The European steel industry is now in crisis. Since 2009 a fifth of the work force has been lost, and demand is down 25% from levels prior to the 2008 recession. Cheap metal is flooding in to Europe from the Far East, making it almost impossible for manufacturers in the UK to compete.
Industry insiders claim China’s steel industry is deliberately selling to the European market at beneath the cost of production, a practice known as dumping, due to massive over capacity. Pictures of closed yards and rusting stock laying dormant do not show the Chinese initiating a strategic underhand pricing war, but an industry also in crisis.
As global markets slump, and over capacity as it is, it seems the worldwide steel industry is struggling to overcome turbulent market forces. No more so than in UK, where so far more than 4000 jobs have been lost since last summer. And the situation shows no sign of improving. The European Commission is due to make a proposal to recognise China as a market economy. Such a move would leave EU member states powerless to impose any kind of countervailing tariffs against what many say are unfairly cheap imports from the Far East, that are dramatically distorting the global market price.

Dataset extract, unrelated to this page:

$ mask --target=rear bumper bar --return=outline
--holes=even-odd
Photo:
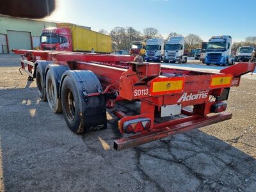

Coupled with the strong pound it is serving a decisive blow for the UK industry. However, this is a perfect storm on many fronts. The UK has been fighting an uphill battle for some time. While cheap imports might take some blame, the enemy has also been within. The steel industry - like so many others - has for years been blighted by high energy prices and business rates several times higher than many other European countries.
Ministers must act quickly, and the Government should offer immediate concessions. The Prime Minister pledged, ‘I want to have a strong British steel industry at the heart of our important manufacturing base’, yet little real action has followed. Others have called for a ‘strong and rapid response’ as discussions continue in Brussels. The region is, unfortunately, is renowned for being slow and unnecessarily bureaucratic.
As we usher in the New Year feeling positive about UK industry and 21st Century innovation more widely, are we about to be saying goodbye to an old friend, traditional player, and foundation industry? I sincerely hope not. But, the threat is very real, Tata is cagey about the future, and the industry is paralysed by Government inaction.